BGH: Ärztlicher Gutachter muss Straftäter selbst untersuchen

KARLSRUHE (fl). Beauftragt ein Gericht in einem Strafverfahren einen psychiatrischen Sachverständigen, darf dieser die wesentlichen Gutachtertätigkeiten nicht auf seine Mitarbeiter übertragen. Dies hat der Bundesgerichtshof (BGH) entschieden.

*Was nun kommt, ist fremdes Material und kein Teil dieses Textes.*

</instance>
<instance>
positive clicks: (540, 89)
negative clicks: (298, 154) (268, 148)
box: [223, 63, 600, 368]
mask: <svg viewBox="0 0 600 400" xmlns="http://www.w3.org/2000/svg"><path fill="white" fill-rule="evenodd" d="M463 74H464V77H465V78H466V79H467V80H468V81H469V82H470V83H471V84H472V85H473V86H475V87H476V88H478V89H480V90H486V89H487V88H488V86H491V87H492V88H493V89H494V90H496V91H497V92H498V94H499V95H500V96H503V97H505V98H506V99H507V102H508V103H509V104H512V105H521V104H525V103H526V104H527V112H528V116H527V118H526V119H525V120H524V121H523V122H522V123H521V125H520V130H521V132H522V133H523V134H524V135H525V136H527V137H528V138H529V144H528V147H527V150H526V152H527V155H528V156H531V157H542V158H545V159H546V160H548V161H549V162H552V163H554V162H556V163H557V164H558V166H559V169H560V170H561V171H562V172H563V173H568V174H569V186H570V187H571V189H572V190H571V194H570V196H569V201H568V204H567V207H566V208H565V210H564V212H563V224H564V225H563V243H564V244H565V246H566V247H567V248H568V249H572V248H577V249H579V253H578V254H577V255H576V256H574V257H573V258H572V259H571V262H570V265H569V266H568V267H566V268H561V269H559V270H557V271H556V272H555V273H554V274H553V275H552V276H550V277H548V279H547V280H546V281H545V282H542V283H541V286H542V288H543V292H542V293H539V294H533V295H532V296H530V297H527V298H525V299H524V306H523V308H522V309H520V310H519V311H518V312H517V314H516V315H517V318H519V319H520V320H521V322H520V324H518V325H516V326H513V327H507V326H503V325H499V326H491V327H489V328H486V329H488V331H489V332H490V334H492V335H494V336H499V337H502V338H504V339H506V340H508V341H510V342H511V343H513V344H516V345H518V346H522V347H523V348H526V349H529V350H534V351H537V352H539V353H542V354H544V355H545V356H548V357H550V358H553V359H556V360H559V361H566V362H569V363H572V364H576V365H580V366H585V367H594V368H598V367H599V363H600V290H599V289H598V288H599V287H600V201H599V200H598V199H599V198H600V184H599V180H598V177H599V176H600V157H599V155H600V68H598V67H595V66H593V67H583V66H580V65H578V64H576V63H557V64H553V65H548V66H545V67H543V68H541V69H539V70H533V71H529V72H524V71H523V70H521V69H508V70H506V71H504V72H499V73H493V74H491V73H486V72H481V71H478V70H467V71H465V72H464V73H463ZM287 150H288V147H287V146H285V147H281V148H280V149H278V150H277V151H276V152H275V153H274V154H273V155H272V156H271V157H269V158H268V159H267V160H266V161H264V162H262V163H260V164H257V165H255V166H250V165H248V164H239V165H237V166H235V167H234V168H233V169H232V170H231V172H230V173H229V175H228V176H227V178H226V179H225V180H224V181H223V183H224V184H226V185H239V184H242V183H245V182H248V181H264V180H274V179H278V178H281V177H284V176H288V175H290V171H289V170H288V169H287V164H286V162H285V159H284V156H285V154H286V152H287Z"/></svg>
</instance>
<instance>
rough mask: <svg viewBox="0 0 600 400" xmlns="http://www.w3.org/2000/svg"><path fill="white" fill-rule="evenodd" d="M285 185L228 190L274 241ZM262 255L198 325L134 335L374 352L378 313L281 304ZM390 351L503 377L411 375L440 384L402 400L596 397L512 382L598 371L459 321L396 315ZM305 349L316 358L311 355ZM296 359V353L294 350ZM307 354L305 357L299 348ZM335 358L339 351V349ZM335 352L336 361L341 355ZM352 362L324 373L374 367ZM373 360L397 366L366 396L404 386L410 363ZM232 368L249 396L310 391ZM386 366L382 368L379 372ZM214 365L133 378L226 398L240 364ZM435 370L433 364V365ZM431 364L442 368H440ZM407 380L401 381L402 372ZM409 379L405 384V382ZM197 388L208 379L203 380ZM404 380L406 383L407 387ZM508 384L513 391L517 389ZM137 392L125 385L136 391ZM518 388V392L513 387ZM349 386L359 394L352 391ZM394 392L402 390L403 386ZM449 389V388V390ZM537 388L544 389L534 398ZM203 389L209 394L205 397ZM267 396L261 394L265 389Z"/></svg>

BGH: Psychiatrischer Gutachter muss Straftäter selbst untersuchen

BGH in Karlsruhe: Gutachten dürfen nicht delegiert werden.

© Uli Deck / dpa

Denn hat der Gutachter den Angeklagten nicht selbst vollständig untersucht, kann dies ein Grund für die spätere Aufhebung des Urteilsspruchs sein, so die Karlsruher Richter.

Im konkreten Fall hatte das Landgericht Mainz am 2. Juli 2010 einen Angeklagten unter anderem wegen "unerlaubten Handeltreibens mit Betäubungsmitteln in nicht geringer Höhe" zu einer Freiheitsstrafe von fünf Jahren und zehn Monaten mit anschließender Sicherungsverwahrung verurteilt.

Eine psychiatrische Gutachterin wurde zuvor vom Gericht beauftragt, den Straftäter auf seine Schuldfähigkeit hin zu untersuchen. Die Sachverständige übertrug jedoch die eigentliche psychiatrische Untersuchung "einer erfahrenen Hilfskraft mit der Qualifikation einer Diplom-Psychologin".

Der BGH hielt dieses Vorgehen für rechtswidrig. Ein gerichtlich bestellter Sachverständiger habe die Pflicht zur persönlichen Gutachtenerstattung. Es bestehe ein Delegationsverbot, "soweit durch Heranziehung anderer Personen die Verantwortung des Sachverständigen für das Gutachten infrage gestellt wird", so der BGH.

Gerade die psychiatrische Exploration, bestehend aus psychologischen Tests und der Befragung des Probanden, stelle "die zentrale Untersuchungsmethode" dar.

Deren Ergebnisse könne die Sachverständige nur dann eigenverantwortlich bewerten, wenn sie die Untersuchung "selbst durchgeführt oder zumindest daran teilgenommen hat", betonten die Karlsruher Richter. Die Teilnahme an der Gerichtsverhandlung könne die eigene psychiatrische Untersuchung nicht ersetzen.

Der BGH bestätigte zwar die Haftstrafe des Angeklagten, hob jedoch die Anordnung der Sicherungsverwahrung wieder auf.

"Die Entscheidung wird einen Umbruch im Gutachterwesen nach sich ziehen", prophezeit Strafrechtsverteidigerin Martina Renz-Bünning, die den Angeklagten vor Gericht vertreten hat.

Die gängige Praxis, dass Uni-Professoren mit medizinischen Gutachten beauftragt werden, sie die Arbeit jedoch an Beschäftigte weitergeben, sei so nicht mehr möglich.

"Die Entscheidung hat aber nicht nur für psychiatrische Gutachten Folgen", betont Renz-Bünning. Überall wo Sachverständige auch optische Eindrücke berücksichtigen müssen, sei die persönliche Anwesenheit des Gutachters erforderlich.